Following Scale-MAE (remote sensing) and VideoMAE (video), InfMAE outlines a clear recipe for adapting the MAE framework to domain-specific traits: Analysis of Modality Characteristics \(\to\) Customized Masking Rules \(\to\) Adjusted Encoder/Decoder Pipelines.
Information entropy serves as a highly robust quantitative metric for investigating discrepancies across different sensor data.
The multi-scale CNN+Transformer encoder framework (inspired by MCMAE) remains generalizable to downstream tasks requiring detailed feature resolution.

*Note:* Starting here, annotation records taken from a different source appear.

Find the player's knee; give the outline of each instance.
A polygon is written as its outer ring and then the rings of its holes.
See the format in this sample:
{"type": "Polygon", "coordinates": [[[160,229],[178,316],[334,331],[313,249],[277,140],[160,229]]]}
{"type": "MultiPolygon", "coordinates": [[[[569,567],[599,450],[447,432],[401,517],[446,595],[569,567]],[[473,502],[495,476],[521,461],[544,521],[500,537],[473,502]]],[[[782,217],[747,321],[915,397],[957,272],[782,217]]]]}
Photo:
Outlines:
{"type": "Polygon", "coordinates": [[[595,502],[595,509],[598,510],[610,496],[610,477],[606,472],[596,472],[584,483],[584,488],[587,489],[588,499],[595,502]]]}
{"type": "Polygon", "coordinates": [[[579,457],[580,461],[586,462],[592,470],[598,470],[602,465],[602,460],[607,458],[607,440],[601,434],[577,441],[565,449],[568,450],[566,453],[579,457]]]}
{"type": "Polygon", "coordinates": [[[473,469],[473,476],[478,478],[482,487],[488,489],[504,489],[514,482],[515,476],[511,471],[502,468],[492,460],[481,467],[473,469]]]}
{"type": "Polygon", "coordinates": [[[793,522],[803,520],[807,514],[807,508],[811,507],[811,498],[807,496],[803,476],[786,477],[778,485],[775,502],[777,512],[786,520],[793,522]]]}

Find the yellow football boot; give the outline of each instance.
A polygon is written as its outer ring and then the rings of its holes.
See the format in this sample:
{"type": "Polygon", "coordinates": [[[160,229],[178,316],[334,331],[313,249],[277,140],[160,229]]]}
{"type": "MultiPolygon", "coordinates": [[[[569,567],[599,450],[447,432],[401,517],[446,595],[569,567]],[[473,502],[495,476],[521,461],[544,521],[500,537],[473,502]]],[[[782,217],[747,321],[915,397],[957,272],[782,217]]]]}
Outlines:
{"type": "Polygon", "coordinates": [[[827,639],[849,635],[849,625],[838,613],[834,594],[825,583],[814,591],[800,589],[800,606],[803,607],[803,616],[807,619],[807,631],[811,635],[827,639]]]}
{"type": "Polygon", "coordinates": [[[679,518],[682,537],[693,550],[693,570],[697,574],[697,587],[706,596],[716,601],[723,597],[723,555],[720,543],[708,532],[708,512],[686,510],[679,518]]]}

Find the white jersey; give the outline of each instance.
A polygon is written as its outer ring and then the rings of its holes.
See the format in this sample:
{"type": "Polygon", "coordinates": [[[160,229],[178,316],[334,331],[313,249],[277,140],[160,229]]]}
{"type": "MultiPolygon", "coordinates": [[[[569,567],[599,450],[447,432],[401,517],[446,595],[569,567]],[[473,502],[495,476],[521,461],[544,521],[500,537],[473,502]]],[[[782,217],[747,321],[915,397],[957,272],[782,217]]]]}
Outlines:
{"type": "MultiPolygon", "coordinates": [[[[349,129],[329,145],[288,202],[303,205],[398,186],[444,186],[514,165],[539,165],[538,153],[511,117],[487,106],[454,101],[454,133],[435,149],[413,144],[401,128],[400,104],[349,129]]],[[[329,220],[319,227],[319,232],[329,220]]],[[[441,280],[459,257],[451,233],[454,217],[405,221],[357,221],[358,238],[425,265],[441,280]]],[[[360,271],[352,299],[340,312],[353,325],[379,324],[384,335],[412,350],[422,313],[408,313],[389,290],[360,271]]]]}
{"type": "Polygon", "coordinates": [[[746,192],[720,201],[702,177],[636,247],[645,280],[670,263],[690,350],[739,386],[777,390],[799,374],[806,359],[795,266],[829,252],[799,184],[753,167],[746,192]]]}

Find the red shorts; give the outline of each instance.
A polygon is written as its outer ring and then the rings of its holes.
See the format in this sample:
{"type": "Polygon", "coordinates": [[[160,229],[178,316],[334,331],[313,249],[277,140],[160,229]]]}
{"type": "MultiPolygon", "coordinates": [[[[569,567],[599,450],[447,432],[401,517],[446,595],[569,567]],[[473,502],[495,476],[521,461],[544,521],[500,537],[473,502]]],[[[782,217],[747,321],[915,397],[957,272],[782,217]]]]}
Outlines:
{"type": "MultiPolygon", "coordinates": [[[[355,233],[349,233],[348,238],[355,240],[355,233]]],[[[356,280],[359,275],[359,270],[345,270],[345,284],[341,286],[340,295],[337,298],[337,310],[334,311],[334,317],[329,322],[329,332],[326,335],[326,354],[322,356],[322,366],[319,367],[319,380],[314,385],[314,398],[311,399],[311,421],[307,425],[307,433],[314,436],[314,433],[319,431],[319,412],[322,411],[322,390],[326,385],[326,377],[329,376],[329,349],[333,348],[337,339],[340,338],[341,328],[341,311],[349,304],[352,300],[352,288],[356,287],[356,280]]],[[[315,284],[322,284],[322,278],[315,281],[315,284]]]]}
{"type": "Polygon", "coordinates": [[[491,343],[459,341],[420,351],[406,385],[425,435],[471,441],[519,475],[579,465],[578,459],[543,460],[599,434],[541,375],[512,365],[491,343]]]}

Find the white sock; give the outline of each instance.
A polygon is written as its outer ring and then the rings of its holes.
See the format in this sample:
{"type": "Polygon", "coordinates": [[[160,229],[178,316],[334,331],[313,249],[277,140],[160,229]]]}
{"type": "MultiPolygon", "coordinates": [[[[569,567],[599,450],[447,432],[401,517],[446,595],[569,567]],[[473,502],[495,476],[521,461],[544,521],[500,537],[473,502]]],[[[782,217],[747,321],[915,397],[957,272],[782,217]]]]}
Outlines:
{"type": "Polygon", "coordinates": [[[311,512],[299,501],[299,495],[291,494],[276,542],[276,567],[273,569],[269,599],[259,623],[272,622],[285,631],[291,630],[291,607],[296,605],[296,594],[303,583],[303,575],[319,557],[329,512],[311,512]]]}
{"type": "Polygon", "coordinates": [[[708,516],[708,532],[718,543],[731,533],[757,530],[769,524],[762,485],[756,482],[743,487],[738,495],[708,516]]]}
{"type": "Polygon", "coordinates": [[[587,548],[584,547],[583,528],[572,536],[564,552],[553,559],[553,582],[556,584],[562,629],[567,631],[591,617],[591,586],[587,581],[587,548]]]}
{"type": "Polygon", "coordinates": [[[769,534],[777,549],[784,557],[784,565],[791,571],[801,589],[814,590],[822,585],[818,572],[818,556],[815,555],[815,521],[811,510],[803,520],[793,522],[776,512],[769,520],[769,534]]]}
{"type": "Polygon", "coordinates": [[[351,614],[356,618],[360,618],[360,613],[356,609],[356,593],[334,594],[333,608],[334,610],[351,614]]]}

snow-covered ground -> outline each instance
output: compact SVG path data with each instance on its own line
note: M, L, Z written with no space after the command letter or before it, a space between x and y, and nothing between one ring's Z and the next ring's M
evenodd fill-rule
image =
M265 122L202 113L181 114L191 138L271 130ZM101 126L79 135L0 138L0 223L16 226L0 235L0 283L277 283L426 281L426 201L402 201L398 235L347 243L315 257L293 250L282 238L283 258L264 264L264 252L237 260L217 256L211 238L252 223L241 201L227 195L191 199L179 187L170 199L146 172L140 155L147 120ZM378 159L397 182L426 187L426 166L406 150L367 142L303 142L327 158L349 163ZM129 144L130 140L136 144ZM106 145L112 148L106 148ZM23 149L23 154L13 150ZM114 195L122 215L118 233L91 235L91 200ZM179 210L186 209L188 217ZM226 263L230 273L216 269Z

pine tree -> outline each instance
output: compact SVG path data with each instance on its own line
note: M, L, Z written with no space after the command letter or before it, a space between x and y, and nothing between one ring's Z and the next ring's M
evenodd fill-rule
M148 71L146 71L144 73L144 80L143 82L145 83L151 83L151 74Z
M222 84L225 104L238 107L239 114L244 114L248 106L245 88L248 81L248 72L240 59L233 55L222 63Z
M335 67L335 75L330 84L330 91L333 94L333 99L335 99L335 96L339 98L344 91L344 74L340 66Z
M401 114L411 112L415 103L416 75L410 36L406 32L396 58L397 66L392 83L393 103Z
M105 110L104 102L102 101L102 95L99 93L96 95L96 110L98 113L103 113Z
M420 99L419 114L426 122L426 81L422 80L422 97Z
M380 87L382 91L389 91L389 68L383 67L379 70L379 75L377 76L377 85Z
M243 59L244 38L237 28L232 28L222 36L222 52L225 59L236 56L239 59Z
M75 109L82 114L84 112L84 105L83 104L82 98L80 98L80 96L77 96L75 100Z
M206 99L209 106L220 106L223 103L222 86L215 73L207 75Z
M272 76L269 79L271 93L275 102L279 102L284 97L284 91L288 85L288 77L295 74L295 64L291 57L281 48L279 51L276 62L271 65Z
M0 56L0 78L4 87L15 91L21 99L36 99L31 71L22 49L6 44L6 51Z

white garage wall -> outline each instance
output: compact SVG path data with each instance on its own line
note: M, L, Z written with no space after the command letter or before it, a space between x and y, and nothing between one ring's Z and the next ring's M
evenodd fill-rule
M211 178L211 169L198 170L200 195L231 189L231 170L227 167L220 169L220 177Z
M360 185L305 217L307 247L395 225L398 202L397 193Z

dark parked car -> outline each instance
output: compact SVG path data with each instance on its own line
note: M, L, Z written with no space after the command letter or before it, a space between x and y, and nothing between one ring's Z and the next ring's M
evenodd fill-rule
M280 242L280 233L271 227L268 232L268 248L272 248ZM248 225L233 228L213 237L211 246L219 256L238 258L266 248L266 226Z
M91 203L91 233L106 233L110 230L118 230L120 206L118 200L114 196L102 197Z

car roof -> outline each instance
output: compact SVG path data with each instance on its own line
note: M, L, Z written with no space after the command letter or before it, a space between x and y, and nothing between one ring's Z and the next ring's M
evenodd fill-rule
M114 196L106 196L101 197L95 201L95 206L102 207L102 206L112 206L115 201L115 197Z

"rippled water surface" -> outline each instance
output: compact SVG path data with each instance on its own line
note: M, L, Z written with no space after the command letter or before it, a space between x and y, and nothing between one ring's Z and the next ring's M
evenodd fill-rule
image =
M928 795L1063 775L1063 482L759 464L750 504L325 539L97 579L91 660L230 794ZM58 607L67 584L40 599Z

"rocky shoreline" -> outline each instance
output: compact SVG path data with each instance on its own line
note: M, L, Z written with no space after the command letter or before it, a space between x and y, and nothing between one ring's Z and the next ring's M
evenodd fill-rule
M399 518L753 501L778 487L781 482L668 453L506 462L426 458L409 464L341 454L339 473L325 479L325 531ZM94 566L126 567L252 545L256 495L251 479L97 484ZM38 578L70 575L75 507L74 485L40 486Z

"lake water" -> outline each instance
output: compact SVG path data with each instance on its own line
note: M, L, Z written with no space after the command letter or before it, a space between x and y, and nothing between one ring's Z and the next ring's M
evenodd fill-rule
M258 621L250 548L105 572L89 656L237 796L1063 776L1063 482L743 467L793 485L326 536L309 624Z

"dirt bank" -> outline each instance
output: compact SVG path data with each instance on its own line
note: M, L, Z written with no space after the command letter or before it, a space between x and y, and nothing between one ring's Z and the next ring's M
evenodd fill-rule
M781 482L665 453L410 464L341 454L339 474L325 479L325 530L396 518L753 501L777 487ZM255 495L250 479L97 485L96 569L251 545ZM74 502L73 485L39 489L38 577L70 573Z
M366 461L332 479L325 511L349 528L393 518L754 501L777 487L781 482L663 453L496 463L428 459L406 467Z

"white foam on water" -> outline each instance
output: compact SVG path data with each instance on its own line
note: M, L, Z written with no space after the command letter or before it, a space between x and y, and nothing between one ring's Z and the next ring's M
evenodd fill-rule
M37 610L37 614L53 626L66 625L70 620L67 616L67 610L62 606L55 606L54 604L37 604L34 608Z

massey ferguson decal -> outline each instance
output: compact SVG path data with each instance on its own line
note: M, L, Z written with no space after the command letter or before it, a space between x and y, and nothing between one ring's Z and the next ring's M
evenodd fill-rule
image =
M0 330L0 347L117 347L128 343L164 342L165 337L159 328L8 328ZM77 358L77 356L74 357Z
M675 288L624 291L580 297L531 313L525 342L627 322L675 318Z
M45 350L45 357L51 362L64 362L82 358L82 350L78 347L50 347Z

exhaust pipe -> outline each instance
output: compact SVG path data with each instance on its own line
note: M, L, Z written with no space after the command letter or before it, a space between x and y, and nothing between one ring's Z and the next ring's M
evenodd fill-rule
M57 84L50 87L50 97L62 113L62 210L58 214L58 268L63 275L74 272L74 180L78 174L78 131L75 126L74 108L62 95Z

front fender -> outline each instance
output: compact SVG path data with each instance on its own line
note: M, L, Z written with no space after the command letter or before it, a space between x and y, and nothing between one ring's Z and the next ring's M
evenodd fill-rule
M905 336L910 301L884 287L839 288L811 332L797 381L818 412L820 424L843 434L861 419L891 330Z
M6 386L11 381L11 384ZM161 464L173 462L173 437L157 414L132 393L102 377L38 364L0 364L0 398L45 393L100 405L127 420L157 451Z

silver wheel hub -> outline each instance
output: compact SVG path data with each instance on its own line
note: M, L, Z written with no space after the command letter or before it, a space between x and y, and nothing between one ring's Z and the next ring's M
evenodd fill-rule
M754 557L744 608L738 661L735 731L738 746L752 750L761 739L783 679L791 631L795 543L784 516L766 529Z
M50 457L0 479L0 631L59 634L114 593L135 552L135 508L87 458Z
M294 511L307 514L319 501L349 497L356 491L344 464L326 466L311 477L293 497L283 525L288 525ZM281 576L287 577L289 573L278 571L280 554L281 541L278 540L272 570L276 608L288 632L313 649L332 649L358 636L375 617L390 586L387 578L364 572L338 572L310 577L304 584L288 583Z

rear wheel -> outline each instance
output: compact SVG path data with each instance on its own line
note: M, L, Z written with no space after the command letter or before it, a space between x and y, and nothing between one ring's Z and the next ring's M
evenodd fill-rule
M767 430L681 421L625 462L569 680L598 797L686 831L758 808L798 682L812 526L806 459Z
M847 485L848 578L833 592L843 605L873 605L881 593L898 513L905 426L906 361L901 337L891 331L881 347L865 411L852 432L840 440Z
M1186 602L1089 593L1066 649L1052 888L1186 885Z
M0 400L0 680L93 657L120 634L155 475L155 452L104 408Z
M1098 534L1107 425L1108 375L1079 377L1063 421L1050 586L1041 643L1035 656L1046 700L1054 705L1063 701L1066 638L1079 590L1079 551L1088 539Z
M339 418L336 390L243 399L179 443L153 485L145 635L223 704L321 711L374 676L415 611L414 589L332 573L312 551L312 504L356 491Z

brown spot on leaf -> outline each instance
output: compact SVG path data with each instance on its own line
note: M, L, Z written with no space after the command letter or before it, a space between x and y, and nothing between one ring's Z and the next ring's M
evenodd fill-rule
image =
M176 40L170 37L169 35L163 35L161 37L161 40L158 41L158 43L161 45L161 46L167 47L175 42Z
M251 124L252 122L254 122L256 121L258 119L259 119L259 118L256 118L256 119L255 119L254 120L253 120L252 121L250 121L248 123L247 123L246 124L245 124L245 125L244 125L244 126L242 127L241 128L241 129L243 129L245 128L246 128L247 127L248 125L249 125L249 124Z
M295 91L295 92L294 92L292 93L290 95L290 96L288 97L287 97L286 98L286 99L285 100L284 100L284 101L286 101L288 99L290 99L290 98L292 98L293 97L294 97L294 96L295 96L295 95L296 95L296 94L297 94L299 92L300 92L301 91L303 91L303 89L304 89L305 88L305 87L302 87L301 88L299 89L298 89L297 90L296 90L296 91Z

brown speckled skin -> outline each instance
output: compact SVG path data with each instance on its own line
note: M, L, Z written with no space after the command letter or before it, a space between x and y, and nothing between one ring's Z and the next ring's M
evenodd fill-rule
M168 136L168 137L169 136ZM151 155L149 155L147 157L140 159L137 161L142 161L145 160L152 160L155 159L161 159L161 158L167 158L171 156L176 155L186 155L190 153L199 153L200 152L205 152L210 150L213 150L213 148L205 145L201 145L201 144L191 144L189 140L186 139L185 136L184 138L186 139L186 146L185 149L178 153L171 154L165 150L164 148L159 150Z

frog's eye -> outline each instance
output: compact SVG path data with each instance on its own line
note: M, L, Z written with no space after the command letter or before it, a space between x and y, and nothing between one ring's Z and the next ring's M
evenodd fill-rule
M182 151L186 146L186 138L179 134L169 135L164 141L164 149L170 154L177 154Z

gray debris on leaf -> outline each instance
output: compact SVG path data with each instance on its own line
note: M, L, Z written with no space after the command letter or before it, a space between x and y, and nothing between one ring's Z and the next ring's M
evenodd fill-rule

The shallow decoder discovery implies that the difficulty of the reconstruction pretext task should be engineered to mirror the intrinsic complexity of the modal features.

Rating¶

Novelty: ⭐⭐⭐⭐ — First infrared foundation model; the masking rule is simple but conceptually solid.
Experimental Thoroughness: ⭐⭐⭐⭐ — Comprehensive verification across 3 target applications, backed by detailed ablation trajectories on structure, depth, stride, data size, and training length.
Writing Quality: ⭐⭐⭐⭐ — Highly logical development, structured efficiently with motivating entropy comparisons.
Value: ⭐⭐⭐⭐ — Provides a solid baseline model and benchmark dataset for infrared computer vision researches.